How the Impact/Effort Matrix is supposed to work
It is meant as a rough strategic planning tool that can separate high net-value initiatives (easy wins) from low net-value initiatives (money pit). Itamar Gilad explains that it does not work because we cannot reliably estimate effort or impact. Many of the identified high-impact, low-effort initiatives will turn out to be low-impact and high-effort. They are also likely to have no impact or a negative impact. Thus, he suggests the matrix is more like this:
Impact/Effort Matrix in practice
The reason to use a tool like the Impact/Effort Matrix is to combat the bias in favour of pet projects. However, because the impact assessment is entirely subjective people simply push their pet projects to the high-impact side. Every matrix ends up looking like this:
Thus we learn nothing about how to prioritize investments.
Impact mapping
Impact mapping is another technique that attempts to solve the same investment decision problem.

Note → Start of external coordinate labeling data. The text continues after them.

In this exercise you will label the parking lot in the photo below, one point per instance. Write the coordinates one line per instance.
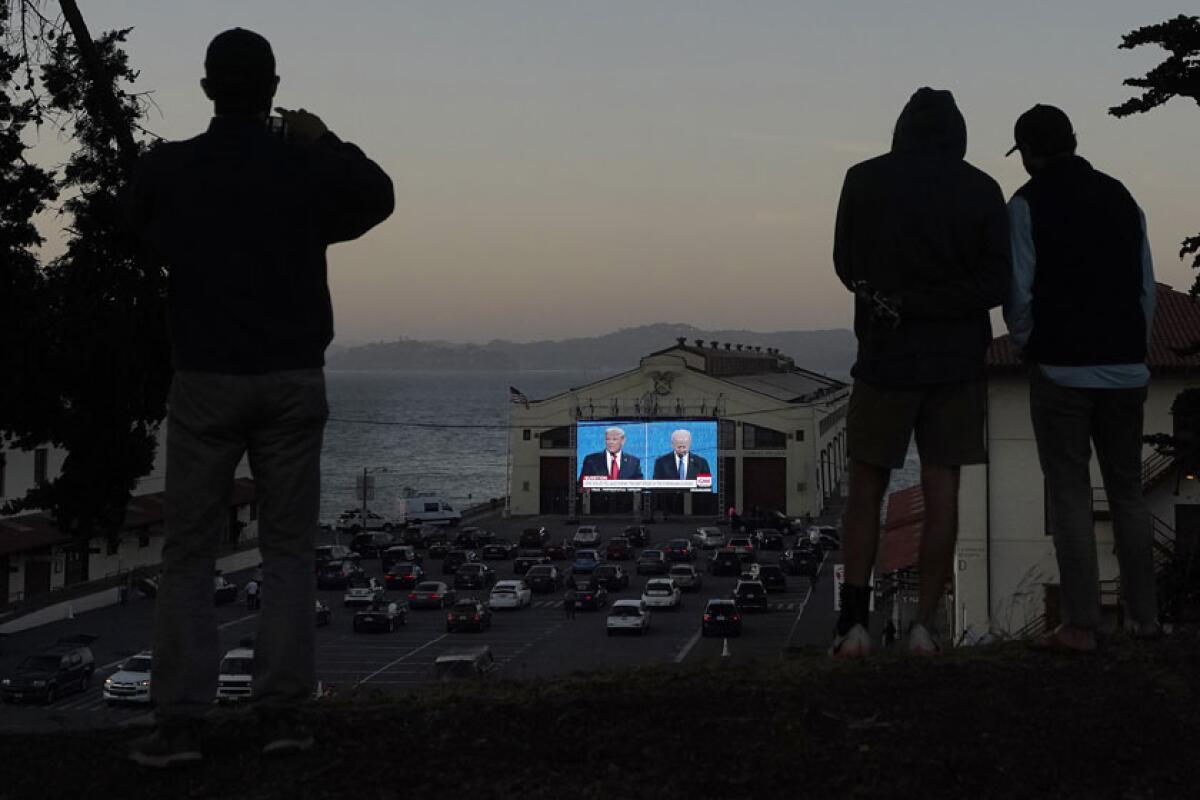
(534, 642)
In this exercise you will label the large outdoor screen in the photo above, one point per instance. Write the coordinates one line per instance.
(624, 456)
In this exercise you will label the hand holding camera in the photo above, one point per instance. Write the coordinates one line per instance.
(883, 308)
(301, 126)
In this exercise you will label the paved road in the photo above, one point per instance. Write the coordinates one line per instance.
(534, 642)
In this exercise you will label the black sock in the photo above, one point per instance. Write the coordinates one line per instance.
(856, 603)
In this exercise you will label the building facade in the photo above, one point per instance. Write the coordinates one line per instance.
(780, 433)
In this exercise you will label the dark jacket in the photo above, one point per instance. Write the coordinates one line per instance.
(597, 464)
(1087, 286)
(241, 218)
(931, 230)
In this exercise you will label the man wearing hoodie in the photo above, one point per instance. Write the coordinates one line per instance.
(1080, 308)
(922, 239)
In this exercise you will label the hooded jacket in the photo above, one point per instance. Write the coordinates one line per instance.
(927, 228)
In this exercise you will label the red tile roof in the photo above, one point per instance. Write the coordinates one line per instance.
(900, 537)
(1176, 326)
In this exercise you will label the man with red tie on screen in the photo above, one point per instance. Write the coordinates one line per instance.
(612, 462)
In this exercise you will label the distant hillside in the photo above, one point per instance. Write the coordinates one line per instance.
(829, 352)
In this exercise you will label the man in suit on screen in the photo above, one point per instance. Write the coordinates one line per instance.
(681, 463)
(612, 462)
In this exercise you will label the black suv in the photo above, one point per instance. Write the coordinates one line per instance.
(725, 563)
(61, 668)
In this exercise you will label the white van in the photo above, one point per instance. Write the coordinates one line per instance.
(431, 510)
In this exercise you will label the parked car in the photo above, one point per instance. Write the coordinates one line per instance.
(618, 549)
(628, 615)
(455, 559)
(337, 573)
(327, 553)
(750, 594)
(324, 617)
(468, 613)
(522, 564)
(661, 593)
(46, 675)
(798, 560)
(559, 551)
(773, 577)
(685, 577)
(469, 663)
(223, 590)
(586, 561)
(544, 578)
(474, 576)
(399, 554)
(768, 539)
(743, 546)
(371, 545)
(534, 537)
(131, 681)
(725, 563)
(363, 591)
(721, 618)
(510, 594)
(586, 536)
(498, 549)
(652, 561)
(707, 539)
(403, 576)
(381, 615)
(589, 596)
(679, 549)
(611, 576)
(637, 535)
(235, 675)
(437, 546)
(431, 594)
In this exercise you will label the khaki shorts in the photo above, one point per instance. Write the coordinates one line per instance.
(947, 419)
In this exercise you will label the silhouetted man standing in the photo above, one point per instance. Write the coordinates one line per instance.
(241, 215)
(922, 239)
(1081, 306)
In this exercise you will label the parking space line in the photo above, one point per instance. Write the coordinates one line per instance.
(431, 642)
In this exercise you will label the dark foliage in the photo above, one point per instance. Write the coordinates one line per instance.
(101, 361)
(1179, 76)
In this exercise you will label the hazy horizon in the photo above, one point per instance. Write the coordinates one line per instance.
(569, 169)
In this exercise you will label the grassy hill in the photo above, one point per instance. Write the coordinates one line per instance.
(997, 721)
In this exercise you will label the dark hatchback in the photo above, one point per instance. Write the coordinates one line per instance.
(750, 595)
(772, 577)
(468, 614)
(721, 618)
(403, 576)
(725, 563)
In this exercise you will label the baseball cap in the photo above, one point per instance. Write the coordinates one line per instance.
(1043, 131)
(239, 55)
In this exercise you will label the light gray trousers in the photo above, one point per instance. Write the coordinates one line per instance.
(213, 420)
(1066, 422)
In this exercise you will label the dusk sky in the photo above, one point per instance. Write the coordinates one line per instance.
(568, 168)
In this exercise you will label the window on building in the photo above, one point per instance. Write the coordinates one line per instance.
(726, 435)
(40, 461)
(556, 438)
(755, 437)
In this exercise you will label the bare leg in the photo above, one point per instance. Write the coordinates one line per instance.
(940, 485)
(861, 521)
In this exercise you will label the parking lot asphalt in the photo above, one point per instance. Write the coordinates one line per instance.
(534, 642)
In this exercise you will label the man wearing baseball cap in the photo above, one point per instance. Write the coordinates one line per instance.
(1081, 305)
(241, 216)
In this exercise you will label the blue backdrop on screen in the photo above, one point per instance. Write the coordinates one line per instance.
(648, 441)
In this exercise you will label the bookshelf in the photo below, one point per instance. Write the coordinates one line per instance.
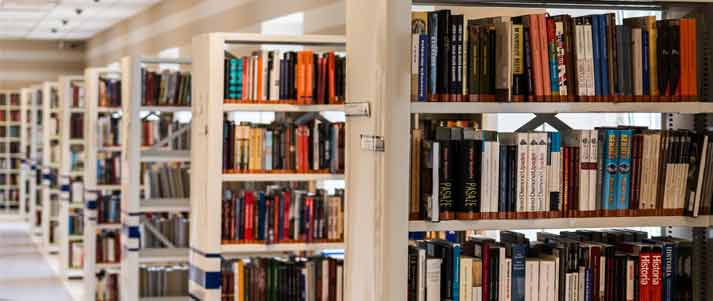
(50, 165)
(378, 34)
(9, 204)
(137, 157)
(96, 136)
(209, 110)
(71, 144)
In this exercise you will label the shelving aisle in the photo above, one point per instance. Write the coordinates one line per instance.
(9, 204)
(50, 153)
(71, 168)
(209, 251)
(142, 154)
(102, 139)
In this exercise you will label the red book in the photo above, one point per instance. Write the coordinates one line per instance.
(656, 274)
(286, 216)
(249, 205)
(644, 276)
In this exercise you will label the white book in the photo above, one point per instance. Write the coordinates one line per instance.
(433, 279)
(421, 275)
(532, 279)
(522, 171)
(592, 173)
(589, 59)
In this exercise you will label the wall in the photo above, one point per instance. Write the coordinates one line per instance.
(25, 62)
(173, 23)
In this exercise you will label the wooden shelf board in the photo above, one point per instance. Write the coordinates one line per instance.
(165, 156)
(247, 107)
(247, 249)
(560, 223)
(280, 177)
(560, 107)
(165, 205)
(160, 255)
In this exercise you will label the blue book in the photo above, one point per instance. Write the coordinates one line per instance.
(519, 256)
(456, 272)
(595, 56)
(623, 180)
(645, 61)
(611, 165)
(668, 270)
(424, 50)
(261, 215)
(555, 148)
(603, 57)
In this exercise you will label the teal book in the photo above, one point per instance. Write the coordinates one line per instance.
(611, 166)
(623, 180)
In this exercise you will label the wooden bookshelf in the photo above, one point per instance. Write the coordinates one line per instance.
(50, 164)
(134, 154)
(209, 107)
(66, 176)
(378, 34)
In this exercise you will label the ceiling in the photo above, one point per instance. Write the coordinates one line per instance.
(59, 19)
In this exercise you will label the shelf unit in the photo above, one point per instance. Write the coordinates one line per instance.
(92, 188)
(71, 92)
(208, 113)
(378, 38)
(50, 164)
(134, 155)
(9, 204)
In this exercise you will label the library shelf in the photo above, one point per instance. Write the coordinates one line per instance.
(167, 109)
(165, 205)
(158, 155)
(248, 107)
(560, 223)
(280, 177)
(163, 255)
(228, 250)
(560, 107)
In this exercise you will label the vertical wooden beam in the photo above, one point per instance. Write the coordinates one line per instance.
(378, 43)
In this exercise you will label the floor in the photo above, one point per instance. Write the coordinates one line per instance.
(28, 275)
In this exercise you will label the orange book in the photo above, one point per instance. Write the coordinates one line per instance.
(544, 55)
(536, 55)
(332, 85)
(260, 95)
(309, 77)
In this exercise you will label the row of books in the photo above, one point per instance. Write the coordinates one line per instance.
(78, 94)
(76, 126)
(109, 92)
(165, 88)
(154, 130)
(76, 254)
(313, 146)
(109, 209)
(580, 265)
(300, 77)
(167, 180)
(107, 286)
(316, 278)
(464, 173)
(108, 130)
(108, 168)
(173, 227)
(281, 215)
(552, 58)
(163, 281)
(75, 224)
(108, 246)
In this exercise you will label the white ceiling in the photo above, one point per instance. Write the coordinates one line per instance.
(36, 19)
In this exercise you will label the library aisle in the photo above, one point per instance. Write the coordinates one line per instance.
(25, 275)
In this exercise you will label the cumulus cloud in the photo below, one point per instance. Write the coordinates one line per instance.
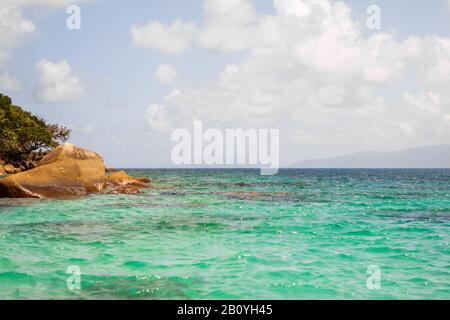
(309, 69)
(165, 74)
(56, 82)
(174, 38)
(15, 29)
(8, 83)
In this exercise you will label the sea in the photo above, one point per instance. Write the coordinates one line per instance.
(234, 234)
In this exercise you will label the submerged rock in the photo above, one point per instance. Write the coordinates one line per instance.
(256, 195)
(125, 190)
(66, 171)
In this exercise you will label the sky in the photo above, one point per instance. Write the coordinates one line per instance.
(137, 70)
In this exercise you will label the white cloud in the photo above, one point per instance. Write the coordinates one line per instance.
(309, 70)
(15, 29)
(56, 82)
(8, 84)
(174, 38)
(157, 119)
(165, 74)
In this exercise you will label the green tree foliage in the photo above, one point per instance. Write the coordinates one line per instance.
(22, 132)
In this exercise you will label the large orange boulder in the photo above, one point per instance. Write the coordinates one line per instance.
(66, 171)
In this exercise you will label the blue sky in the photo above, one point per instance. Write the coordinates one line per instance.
(111, 115)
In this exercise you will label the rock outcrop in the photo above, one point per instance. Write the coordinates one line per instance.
(68, 171)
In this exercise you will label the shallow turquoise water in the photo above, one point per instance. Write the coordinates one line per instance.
(311, 234)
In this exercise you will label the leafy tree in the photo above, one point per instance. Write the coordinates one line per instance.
(21, 132)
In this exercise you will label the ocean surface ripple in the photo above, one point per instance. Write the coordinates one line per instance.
(233, 234)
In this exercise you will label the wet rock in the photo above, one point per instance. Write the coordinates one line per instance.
(66, 171)
(126, 190)
(122, 179)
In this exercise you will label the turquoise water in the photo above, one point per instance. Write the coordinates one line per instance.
(306, 234)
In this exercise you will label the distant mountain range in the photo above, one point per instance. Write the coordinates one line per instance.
(423, 157)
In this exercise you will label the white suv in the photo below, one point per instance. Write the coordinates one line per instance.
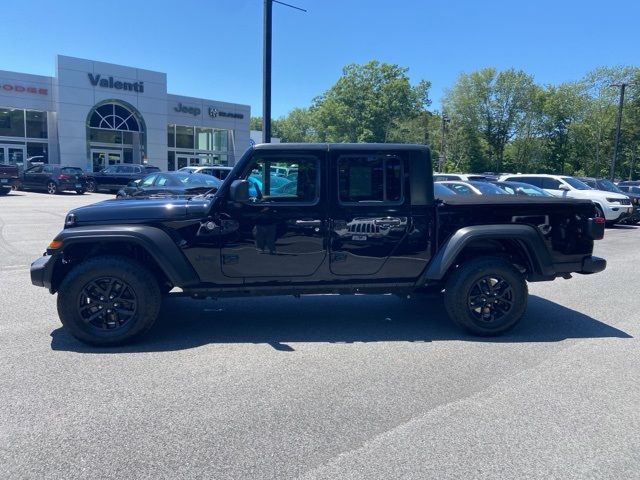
(612, 206)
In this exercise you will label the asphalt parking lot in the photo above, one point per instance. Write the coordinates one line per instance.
(320, 387)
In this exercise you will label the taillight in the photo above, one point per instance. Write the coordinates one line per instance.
(596, 228)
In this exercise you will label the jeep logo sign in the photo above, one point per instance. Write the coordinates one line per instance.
(195, 111)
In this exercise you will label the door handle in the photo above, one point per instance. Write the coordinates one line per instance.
(387, 222)
(308, 223)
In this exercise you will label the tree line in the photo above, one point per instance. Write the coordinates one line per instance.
(490, 120)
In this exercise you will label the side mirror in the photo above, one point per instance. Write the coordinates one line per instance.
(239, 191)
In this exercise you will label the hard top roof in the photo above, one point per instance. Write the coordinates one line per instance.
(340, 146)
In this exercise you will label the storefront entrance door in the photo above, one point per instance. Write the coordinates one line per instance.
(103, 158)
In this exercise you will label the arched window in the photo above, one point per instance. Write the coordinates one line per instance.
(112, 116)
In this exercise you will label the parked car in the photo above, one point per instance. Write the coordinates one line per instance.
(441, 177)
(614, 207)
(114, 177)
(354, 231)
(218, 171)
(54, 179)
(520, 188)
(166, 184)
(441, 191)
(9, 177)
(608, 186)
(473, 188)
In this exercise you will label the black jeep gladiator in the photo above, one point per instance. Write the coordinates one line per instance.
(357, 218)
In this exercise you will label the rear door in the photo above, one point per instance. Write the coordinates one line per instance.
(370, 211)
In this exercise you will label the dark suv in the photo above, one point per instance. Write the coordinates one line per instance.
(114, 177)
(54, 179)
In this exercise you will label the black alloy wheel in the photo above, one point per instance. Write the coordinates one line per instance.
(490, 299)
(107, 303)
(108, 300)
(486, 295)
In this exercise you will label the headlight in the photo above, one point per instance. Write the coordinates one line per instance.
(70, 220)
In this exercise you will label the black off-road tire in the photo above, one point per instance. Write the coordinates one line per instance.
(472, 303)
(76, 305)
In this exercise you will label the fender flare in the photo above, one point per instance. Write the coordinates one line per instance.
(526, 235)
(156, 242)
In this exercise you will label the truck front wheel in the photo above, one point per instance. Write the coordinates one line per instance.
(108, 300)
(486, 296)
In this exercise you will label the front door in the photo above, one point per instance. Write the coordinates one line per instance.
(370, 213)
(103, 158)
(281, 232)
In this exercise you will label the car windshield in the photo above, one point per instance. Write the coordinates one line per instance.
(608, 186)
(200, 180)
(440, 191)
(488, 188)
(577, 184)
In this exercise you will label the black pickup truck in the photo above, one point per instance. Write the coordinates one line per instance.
(9, 176)
(359, 218)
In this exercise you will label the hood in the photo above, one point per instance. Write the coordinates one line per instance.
(137, 211)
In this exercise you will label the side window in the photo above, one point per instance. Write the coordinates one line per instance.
(551, 183)
(148, 181)
(266, 185)
(535, 181)
(370, 178)
(162, 181)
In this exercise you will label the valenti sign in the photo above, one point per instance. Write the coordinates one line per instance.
(12, 87)
(98, 80)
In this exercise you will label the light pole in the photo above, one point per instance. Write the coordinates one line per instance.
(266, 68)
(618, 121)
(443, 143)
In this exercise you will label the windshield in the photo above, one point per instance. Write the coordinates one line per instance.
(608, 186)
(577, 184)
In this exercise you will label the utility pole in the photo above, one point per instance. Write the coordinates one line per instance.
(443, 143)
(266, 67)
(266, 73)
(618, 121)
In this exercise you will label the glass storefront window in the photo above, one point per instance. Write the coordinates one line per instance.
(221, 140)
(171, 136)
(11, 122)
(204, 138)
(36, 124)
(38, 150)
(184, 136)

from https://www.impactmapping.org/drawing.html
Rather than a subjective assessment of impact, Impact Mapping requires a causal mapping of initiatives to goals. Instead of simply saying, “chats will be high impact” I have to make the case that implementing chats will cause the super-fans with mobile devices to stay longer thus growing mobile advertising. In this way Impact mapping is a collaborative strategic planning tool that documents not just what we might do, but why and how that thing will be useful.
Each step in the chain forms a hypothesis, that can be validated by an experiment, such as user testing with a prototype, an MVP or an A/B test. They can be formulated into the “Feature Hypothesis Statement Template” (from Lean UX):
To use the previous example:
We belienve growing mobile advertising will be achieved if super-fans with mobile devices successfully achieve staying longer with chats.
Impact Mapping provides a structured framework for evaluating things we might do. It doesn’t magically deliver an optimal investment plan but it does surface the assumptions we are using, allowing us to test them, track them, and correct them when they turn out to be wrong.